LISTICLES are all the rage – even entering the Oxford dictionary yesterday.

Particularly popular on-line, a listicle is a cross between a list and an article.

You see listicles everywhere, from the salacious Ten Ways to Drive Your Lover Wild in Bed to the sedate History of the First World War in 50 Objects.

The great thing about them is that they require little effort from either reader or writer.

There is no story-telling nor argumentbuilding; there is nothing too taxing nor too testing (that would be called a t...). They are just a list of loosely thematic facts that can be dipped into as time allows.

This afternoon, I’ve been invited to give a short talk at the opening of Objects of Curiosity, an exhibition in Darlington library.

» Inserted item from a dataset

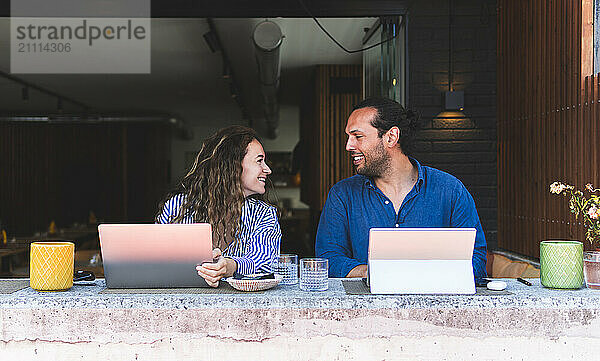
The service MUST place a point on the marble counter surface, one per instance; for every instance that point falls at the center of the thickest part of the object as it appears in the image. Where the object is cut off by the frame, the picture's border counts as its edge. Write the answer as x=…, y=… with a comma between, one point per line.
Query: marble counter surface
x=89, y=296
x=531, y=323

Funded by Creative Darlington and mima, the Objects of Curiosity are some of the mysterious artworks in the Darlington Collection – pictures of people who have become forgotten, places which have become lost and times that are no more. The hope is that visitors might be able to identify some.

So for my talk at Objects of Curiosity, I think I’ll prepare a listicle: Ten Curiosities About Darlington. These are the preliminary contenders for inclusion:

1. Look at the eyes of Joseph Pease’s statue: in 1859 in Germany, he had an iridectomy for a mis-shapen eyeball, in which his iris was cut into and blood vessels pulled out – all without anaesthetic. “He suffered much,” said The Northern Echo. He died in 1872 having been blind for seven years.

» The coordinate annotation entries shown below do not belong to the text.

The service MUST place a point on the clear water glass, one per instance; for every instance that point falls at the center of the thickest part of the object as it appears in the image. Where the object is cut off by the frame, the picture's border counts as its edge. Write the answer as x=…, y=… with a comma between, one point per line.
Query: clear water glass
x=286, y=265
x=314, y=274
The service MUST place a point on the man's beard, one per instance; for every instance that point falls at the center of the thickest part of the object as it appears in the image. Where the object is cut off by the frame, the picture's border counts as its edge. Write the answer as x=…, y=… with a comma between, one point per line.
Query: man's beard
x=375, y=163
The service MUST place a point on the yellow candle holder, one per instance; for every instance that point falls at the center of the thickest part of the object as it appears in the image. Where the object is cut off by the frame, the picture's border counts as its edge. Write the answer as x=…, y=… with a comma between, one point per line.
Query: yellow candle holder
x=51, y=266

2. Tonides also stares down on High Row.

He purports to be a Greek god and was placed on a shop wall in Prebend Row in about 1920 to advertise “the delectable fragrance and smooth smoking qualities” of Tonides cigarettes, made by the Robert Sinclair Tobacco Company of Newcastle.

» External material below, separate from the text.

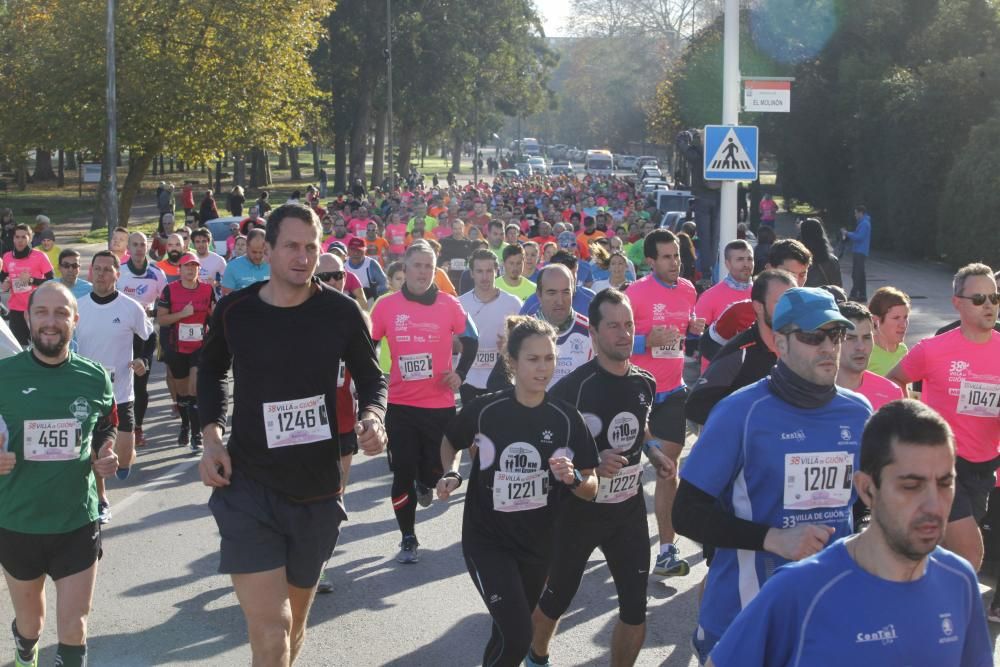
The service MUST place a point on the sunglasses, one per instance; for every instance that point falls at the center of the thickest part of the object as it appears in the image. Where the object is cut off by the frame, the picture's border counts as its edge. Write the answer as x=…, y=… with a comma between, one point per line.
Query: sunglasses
x=815, y=338
x=980, y=299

3. Timothy Ignatius Trebitsch Lincoln, the Liberal MP for Darlington from January to December 1910, is the only British MP to have ever held a post in the government of Germany – in 1920 for about 48 hours, he was the German Minister of Information.

4. The only footballer born in Darlington to play in the World Cup finals was Joseph – or Giuseppe – Wilson who, in 1974, appeared for Italy.

5. Darlington is unique in being ringed by late-Victorian cast iron markers which look like headstones but say “GPO 1 mile”.

About a dozen survive, but for the life of me I cannot find out why the Post Office installed them.

6. In 1538, 99 Darlingtonians were executed following the Rising of the North, and their bodies were hung from trees all along Coniscliffe Road – what a grisly sight.

7. As mentioned last week, for the first 30 years of the 20th Century, Darlington boasted the only crematorium between the Humber and the Tweed.

8. A Turkish crescent moon in the brickwork of the bathroom centre in Portland Place indicates it was originally a Turkish Baths in 1874. The tile-lined plunge pools can apparently still be found beneath the floorboards.

9. In 2002, Darlington’s 97th hairdressing salon opened, meaning that it had more hairdressers per head of population than any other town in Britain.

10. My favourite: in 1939, Darlington had more cinema seats per head of population than any other town in Britain.